December 7, 2007 at 1:05 pm
I have a character column which will have varying data, and potentially varying lengths. It needs to be standardized to 4 characters, adding in zeroes either to the front or middle, depending if the value starts with a letter(s) or not.
A012
A12
12
1
AB12
AB2
etc.
Then I would be looking at evaluating them to update them all to
A012
A012
0012
0001
AB12
AB02
I know how I want to script the actual update, but first I need to know how many combinations there are in the data, so I know what to accomodate for.
Is there a simple way to poll this information to tell me how many combinations there are? Eg. something that would come back and tell me if each character is a letter or a number and return me the combo like:
letter-num-num-num
letter-num-num
num-num
etc.
I know there's a hard way to do this, but I've got to prep the information to give to some one else to actually gather the answer for me, so I want to make it as easy as possible.

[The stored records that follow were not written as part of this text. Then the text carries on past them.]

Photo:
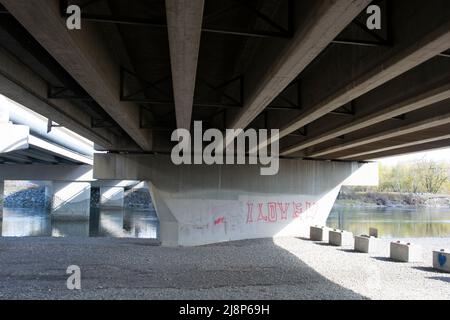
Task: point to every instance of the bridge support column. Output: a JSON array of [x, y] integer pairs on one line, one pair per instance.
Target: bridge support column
[[200, 204], [112, 197], [71, 200]]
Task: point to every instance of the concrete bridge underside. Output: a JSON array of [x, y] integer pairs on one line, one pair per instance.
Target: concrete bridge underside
[[339, 93]]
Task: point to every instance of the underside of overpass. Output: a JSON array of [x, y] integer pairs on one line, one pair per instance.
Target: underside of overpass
[[137, 70]]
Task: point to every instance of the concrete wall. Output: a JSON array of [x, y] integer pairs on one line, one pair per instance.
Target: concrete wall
[[71, 200], [111, 197], [206, 204]]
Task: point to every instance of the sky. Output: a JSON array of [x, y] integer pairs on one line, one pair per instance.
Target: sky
[[436, 155]]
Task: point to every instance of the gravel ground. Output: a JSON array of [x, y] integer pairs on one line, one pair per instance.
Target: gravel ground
[[286, 268]]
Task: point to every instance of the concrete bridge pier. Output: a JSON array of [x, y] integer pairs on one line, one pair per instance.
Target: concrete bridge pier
[[202, 204], [71, 200]]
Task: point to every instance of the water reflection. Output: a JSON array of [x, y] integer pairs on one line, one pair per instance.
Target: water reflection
[[102, 223], [393, 222]]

December 7, 2007 at 1:19 pm
You can do it a few ways. Personally I'm a fan of using .NET regular expressions to do just that, but that involves allowing CLR integration, which some are leery to allow.
Failing that - you can use something like patindex to help figure it out. You'll have to run 8 separate searches, or columns.
Patindex allows you to do something like
select count(*),
sum(case when patindex('%[a-zA-Z][0-9][0-9][0-9]%',myfield)=1 then 1 else 0 end) as A000,
sum(case when patindex('%[a-zA-Z][a-zA-Z][0-9][0-9]%',myfield)=1 then 1 else 0 end) as AA00,
etc...
from
table1
----------------------------------------------------------------------------------
Your lack of planning does not constitute an emergency on my part...unless you're my manager...or a director and above...or a really loud-spoken end-user..All right - what was my emergency again?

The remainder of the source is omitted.